(818) 986-1436 (818) 986-1360 (FAX)

Copyright (c) 1992 by Nimble Computer Corporation

We show how Baskett's "Puzzle" benchmark can be speeded up at least an order of magnitude by utilizing

It is worth studying packing problems because of their ubiquity in the real world. In addition to the obvious examples from business--e.g., freight loading--there are similarities with real problems in biochemical bonding.

The standard version of Puzzle found in the Gabriel benchmark suite is an embarrassment for the Lisp language because its implementation prefers hacking Fortran-like arrays instead of exploiting Common Lisp's rich set of datatypes and functions [Steele90] to solve the problem in a natural and efficient manner. In particular, the standard Gabriel Puzzle does not take advantage of Common Lisp's excellent bit-vector capabilities [Baker90].

We show how the use of bit-vectors in Common Lisp can speed up "Puzzle" by at least an order of magnitude, and these techniques allow us to achieve on a workstation (80860-based OKIstation(TM)) a speed of 8.3 times the Cray-1 on the old benchmark.

After initialization, the standard Puzzle code linearly searches the puzzle representation for the smallest-numbered empty location. It then tries all of the remaining pieces to see if they can be fit into the puzzle in such a way that this empty location will be filled. If a piece can be fitted, then the code performs a depth-first search for the next empty location and the next piece to be fitted. In many instances, the code will find that it has pieces which cannot be fitted, and initiates a backtrack to remove previously fitted pieces.

The standard code investigates 2,005 placements of the 18 pieces. The speed of the standard code is highly dependent upon the ordering of the pieces, which affects the ordering of the search; a different ordering investigated 10 times as many placements, for example.
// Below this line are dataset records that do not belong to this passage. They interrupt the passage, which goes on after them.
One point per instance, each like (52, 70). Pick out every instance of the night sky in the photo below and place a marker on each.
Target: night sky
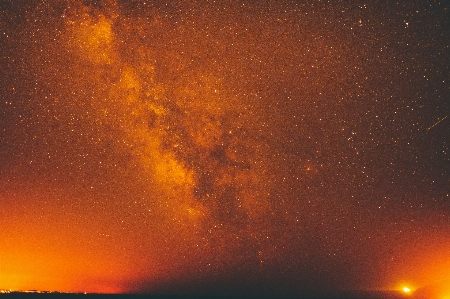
(224, 147)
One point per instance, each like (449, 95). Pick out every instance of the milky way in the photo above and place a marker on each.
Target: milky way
(266, 147)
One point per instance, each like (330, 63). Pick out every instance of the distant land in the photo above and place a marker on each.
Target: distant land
(344, 295)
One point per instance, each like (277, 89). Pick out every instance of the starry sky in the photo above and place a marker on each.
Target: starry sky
(224, 147)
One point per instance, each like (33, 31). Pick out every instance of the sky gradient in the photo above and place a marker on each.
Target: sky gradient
(224, 147)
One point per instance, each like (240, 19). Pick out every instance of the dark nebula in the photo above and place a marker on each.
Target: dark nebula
(224, 147)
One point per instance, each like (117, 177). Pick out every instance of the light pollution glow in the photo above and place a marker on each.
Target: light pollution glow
(148, 147)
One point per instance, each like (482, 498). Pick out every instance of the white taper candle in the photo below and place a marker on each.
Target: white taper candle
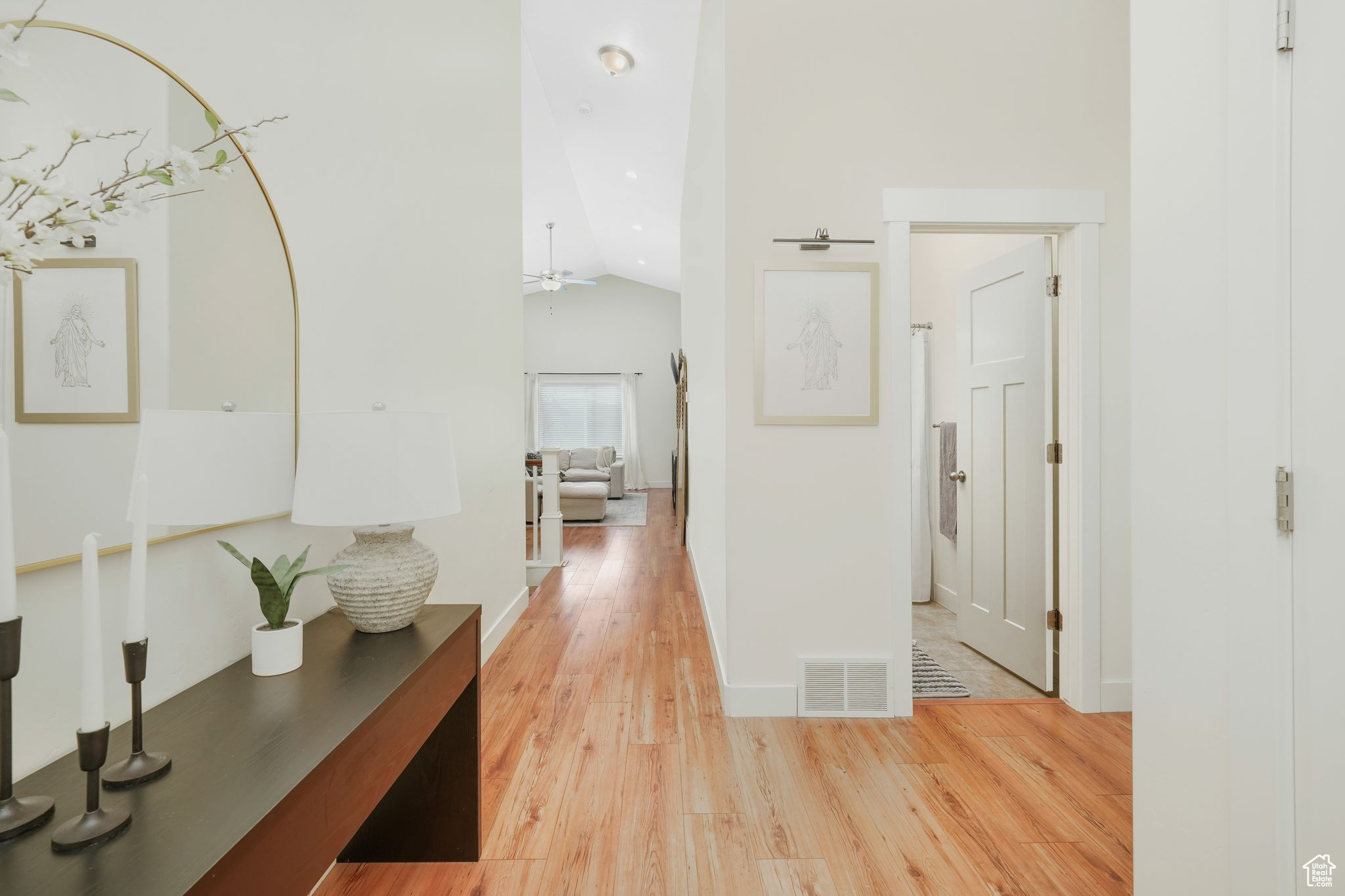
(9, 586)
(92, 715)
(139, 547)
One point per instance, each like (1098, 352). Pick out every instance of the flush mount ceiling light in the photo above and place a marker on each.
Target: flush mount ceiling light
(615, 61)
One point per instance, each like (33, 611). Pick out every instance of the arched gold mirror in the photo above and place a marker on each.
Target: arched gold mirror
(183, 308)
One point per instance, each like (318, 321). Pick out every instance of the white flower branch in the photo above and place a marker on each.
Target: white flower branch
(38, 210)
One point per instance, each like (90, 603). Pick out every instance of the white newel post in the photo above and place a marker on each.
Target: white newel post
(552, 522)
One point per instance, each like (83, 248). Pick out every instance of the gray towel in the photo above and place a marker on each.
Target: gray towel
(947, 488)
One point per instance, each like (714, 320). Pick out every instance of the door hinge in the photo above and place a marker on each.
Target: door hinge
(1285, 26)
(1283, 500)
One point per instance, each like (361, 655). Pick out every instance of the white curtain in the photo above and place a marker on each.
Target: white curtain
(530, 413)
(921, 538)
(631, 431)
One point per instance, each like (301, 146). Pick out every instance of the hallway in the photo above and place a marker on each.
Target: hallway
(609, 767)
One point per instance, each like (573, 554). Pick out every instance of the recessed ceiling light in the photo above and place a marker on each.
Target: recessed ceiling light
(615, 61)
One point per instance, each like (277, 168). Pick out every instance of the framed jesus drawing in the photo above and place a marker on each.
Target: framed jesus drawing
(817, 343)
(76, 354)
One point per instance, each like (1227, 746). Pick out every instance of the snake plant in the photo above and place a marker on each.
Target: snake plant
(276, 584)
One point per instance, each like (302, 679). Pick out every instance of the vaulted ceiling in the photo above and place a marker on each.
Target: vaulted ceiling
(577, 164)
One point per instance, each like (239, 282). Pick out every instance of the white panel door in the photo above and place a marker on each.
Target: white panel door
(1003, 426)
(1319, 433)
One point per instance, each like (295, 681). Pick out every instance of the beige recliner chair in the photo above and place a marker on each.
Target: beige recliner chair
(583, 465)
(579, 500)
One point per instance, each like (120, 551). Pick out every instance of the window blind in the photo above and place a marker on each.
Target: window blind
(579, 413)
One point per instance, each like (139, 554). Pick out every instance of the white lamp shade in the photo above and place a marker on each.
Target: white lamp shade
(369, 468)
(209, 468)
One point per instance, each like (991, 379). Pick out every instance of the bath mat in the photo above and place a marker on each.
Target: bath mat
(931, 680)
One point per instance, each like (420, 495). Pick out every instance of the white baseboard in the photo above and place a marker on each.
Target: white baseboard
(709, 626)
(1115, 696)
(749, 702)
(743, 702)
(493, 636)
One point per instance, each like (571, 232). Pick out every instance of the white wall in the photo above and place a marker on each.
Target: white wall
(703, 327)
(938, 263)
(1210, 778)
(381, 199)
(618, 327)
(902, 106)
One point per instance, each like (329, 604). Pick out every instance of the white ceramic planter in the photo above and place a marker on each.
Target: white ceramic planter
(277, 652)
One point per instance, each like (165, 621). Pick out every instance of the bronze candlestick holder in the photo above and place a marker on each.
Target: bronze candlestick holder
(141, 767)
(18, 815)
(97, 825)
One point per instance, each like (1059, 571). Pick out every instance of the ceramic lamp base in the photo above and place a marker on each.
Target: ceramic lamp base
(387, 578)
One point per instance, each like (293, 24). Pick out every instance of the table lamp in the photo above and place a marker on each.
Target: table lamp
(377, 472)
(192, 469)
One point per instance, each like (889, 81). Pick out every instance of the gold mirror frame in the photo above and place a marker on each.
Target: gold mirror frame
(284, 244)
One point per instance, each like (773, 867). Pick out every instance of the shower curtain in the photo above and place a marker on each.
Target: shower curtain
(921, 536)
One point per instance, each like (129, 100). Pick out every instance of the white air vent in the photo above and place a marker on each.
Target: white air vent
(856, 688)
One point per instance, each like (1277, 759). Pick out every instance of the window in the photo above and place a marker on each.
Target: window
(579, 413)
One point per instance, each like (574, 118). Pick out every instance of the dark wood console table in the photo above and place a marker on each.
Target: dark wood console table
(366, 753)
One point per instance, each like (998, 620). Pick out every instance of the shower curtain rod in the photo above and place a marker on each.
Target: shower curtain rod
(579, 373)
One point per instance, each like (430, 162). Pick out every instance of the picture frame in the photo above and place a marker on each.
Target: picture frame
(817, 343)
(76, 343)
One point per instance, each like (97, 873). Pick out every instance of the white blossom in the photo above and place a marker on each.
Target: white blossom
(186, 167)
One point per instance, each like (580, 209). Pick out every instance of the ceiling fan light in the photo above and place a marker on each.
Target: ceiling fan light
(615, 61)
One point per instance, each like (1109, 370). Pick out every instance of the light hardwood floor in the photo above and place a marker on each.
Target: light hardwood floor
(611, 769)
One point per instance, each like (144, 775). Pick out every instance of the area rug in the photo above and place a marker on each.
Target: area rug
(931, 680)
(634, 509)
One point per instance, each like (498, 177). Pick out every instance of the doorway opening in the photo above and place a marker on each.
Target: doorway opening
(1070, 555)
(984, 396)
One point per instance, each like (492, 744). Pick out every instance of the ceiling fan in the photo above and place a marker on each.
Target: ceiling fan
(552, 280)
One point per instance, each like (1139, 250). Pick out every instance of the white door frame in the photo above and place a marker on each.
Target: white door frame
(1074, 215)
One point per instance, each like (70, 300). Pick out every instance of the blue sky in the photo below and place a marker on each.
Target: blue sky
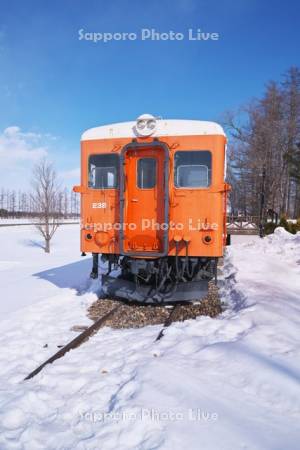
(54, 86)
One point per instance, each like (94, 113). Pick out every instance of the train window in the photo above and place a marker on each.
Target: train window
(193, 169)
(146, 173)
(103, 171)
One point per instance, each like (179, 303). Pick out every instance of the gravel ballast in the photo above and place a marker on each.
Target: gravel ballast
(137, 316)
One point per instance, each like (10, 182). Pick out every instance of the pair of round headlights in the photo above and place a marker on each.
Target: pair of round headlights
(146, 125)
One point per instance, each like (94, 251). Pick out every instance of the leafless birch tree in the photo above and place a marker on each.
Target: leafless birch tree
(45, 197)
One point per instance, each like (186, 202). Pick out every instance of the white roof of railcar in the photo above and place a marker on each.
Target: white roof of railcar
(163, 128)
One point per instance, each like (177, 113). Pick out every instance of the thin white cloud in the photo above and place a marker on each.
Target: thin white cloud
(71, 175)
(17, 147)
(19, 151)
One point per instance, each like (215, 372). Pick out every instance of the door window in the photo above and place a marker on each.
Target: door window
(103, 171)
(146, 173)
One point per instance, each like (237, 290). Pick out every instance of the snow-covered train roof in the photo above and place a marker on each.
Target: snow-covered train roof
(163, 128)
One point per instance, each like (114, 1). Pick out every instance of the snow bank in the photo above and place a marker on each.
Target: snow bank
(225, 383)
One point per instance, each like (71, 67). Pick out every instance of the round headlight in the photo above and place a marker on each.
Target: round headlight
(141, 124)
(151, 124)
(145, 125)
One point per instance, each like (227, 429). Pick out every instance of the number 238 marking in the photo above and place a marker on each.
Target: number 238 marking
(101, 205)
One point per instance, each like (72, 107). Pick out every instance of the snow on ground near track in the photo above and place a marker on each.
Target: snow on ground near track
(227, 383)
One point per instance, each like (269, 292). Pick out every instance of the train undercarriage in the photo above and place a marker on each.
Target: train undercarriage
(162, 280)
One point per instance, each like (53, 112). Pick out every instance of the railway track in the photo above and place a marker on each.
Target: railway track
(87, 333)
(76, 342)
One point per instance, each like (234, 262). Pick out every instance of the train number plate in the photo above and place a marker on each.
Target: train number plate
(101, 205)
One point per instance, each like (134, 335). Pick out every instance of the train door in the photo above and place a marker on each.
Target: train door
(144, 202)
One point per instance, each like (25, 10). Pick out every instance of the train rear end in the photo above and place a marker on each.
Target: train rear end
(153, 205)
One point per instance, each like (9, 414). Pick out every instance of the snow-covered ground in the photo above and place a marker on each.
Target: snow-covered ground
(232, 382)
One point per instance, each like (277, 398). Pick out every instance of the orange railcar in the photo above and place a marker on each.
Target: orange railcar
(153, 203)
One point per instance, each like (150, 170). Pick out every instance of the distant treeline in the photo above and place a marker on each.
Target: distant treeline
(19, 204)
(265, 134)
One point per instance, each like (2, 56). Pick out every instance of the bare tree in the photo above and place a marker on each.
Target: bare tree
(45, 199)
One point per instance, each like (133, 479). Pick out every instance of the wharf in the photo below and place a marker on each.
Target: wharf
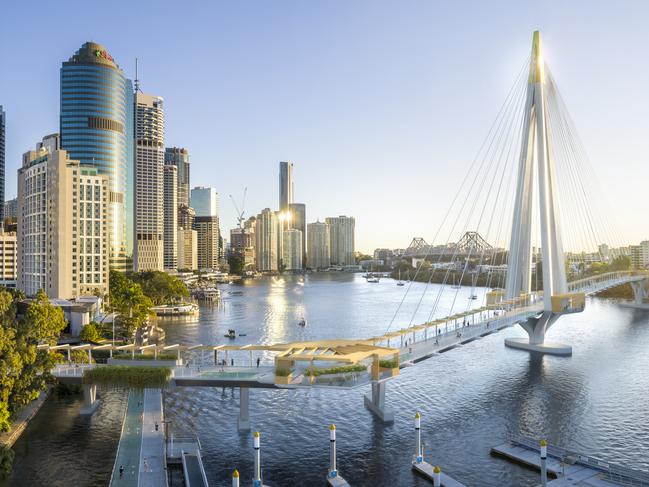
(141, 450)
(570, 469)
(425, 469)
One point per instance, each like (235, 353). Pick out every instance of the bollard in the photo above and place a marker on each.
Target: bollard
(333, 472)
(437, 476)
(419, 454)
(544, 467)
(256, 480)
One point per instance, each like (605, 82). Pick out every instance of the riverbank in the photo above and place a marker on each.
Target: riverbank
(26, 414)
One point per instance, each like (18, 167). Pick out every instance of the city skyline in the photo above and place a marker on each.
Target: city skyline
(345, 139)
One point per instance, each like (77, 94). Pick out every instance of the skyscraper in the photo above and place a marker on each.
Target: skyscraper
(266, 241)
(62, 224)
(96, 127)
(285, 185)
(179, 157)
(318, 243)
(149, 183)
(342, 240)
(292, 249)
(170, 217)
(3, 128)
(205, 201)
(208, 235)
(298, 222)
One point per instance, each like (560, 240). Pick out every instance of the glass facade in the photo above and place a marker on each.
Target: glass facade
(96, 128)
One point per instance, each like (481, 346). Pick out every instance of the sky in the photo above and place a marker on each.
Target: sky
(381, 105)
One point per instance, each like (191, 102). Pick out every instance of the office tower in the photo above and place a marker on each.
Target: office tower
(285, 185)
(186, 215)
(3, 128)
(266, 241)
(205, 201)
(318, 243)
(96, 127)
(298, 222)
(242, 241)
(292, 250)
(187, 249)
(149, 183)
(170, 217)
(62, 224)
(208, 234)
(179, 157)
(11, 208)
(8, 259)
(341, 240)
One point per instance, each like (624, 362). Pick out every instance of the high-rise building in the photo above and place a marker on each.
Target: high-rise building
(187, 249)
(149, 183)
(11, 208)
(342, 240)
(292, 249)
(96, 127)
(297, 221)
(179, 157)
(62, 224)
(208, 234)
(285, 185)
(170, 217)
(205, 201)
(266, 241)
(318, 243)
(186, 216)
(3, 128)
(8, 259)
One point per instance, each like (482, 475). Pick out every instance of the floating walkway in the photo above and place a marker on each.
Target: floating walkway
(140, 459)
(570, 469)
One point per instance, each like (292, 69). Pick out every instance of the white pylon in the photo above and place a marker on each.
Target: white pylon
(535, 144)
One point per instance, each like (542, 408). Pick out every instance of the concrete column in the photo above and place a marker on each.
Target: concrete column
(243, 422)
(419, 454)
(333, 472)
(544, 459)
(90, 401)
(256, 479)
(376, 403)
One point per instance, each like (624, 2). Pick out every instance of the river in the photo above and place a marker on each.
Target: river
(470, 398)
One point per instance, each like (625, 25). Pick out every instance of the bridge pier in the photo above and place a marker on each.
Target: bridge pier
(375, 402)
(243, 421)
(640, 291)
(536, 329)
(90, 401)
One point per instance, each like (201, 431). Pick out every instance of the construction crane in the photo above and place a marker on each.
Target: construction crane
(240, 212)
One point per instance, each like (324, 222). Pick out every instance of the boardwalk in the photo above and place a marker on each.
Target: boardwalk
(141, 450)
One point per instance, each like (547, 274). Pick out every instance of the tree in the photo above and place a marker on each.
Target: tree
(90, 333)
(129, 302)
(160, 287)
(236, 262)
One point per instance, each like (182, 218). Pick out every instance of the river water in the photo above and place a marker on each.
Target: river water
(471, 398)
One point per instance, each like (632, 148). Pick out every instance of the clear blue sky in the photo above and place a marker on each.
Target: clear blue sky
(381, 105)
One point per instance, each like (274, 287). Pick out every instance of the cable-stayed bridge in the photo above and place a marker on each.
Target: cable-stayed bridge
(529, 190)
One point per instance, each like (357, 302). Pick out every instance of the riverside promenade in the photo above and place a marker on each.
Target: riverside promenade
(141, 451)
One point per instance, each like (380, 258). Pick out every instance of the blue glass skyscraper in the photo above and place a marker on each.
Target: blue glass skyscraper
(96, 128)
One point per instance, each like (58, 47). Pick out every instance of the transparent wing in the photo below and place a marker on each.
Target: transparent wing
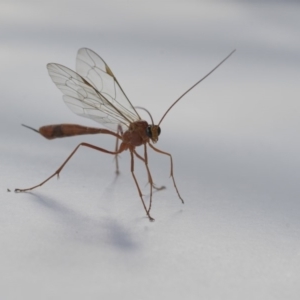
(86, 101)
(94, 70)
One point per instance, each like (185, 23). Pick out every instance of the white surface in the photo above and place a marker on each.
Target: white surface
(234, 140)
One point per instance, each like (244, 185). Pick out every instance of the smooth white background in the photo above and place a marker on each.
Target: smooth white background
(234, 140)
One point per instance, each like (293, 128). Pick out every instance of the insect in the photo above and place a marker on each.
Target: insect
(94, 92)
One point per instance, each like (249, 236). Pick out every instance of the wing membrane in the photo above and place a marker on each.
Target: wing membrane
(84, 99)
(95, 70)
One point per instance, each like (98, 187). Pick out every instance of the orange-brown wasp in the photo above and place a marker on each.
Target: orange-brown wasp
(95, 93)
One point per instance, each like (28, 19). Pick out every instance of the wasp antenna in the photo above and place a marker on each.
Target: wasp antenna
(147, 111)
(30, 128)
(196, 84)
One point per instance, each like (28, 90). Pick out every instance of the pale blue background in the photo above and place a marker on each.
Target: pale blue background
(234, 140)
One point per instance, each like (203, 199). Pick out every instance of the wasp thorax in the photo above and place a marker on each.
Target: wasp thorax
(153, 131)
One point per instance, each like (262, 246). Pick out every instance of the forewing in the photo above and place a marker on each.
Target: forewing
(84, 100)
(95, 70)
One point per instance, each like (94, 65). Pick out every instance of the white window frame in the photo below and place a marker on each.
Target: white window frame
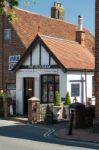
(7, 34)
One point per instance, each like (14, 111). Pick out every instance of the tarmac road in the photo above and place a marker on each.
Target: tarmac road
(18, 136)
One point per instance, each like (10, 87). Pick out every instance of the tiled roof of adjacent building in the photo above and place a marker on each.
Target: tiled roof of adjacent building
(26, 26)
(71, 54)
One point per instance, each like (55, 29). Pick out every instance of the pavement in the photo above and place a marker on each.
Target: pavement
(86, 135)
(61, 131)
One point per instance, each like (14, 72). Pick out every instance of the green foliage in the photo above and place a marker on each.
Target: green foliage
(57, 100)
(67, 99)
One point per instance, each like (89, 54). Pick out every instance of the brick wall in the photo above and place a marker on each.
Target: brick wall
(8, 48)
(97, 59)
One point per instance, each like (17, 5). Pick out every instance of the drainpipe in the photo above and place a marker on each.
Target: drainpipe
(86, 86)
(3, 17)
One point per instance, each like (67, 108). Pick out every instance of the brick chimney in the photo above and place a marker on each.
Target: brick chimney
(57, 11)
(80, 33)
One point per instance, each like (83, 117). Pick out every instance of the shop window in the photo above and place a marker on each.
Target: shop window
(49, 84)
(7, 34)
(75, 90)
(11, 90)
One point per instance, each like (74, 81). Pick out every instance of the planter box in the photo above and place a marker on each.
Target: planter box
(66, 113)
(57, 113)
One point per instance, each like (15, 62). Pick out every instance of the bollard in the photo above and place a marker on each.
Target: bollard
(71, 123)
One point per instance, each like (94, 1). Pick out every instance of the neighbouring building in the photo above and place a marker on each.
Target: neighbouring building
(16, 37)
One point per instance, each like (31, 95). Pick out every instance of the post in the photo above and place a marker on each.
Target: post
(71, 122)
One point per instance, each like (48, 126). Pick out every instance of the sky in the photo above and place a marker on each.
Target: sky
(73, 8)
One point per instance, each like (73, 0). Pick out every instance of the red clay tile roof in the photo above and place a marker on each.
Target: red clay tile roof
(27, 27)
(70, 54)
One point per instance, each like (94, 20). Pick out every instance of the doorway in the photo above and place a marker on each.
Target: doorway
(28, 92)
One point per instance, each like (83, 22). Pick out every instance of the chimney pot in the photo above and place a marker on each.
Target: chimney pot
(80, 33)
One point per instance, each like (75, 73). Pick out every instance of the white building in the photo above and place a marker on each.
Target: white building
(51, 64)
Interestingly enough, of the 2,005 partially-completed puzzles investigated, 1,565 of them are distinct, meaning that there is little hope of speedup from the "memoization" techniques which have been found effective for other puzzles and games [Bird80] [Baker92]. (The standard implementation of Puzzle investigates surprisingly few configurations, making the ordering of the puzzle pieces appear to have been tampered with to produce shorter searches. See [Beeler84] for deeper analysis of the puzzle itself.)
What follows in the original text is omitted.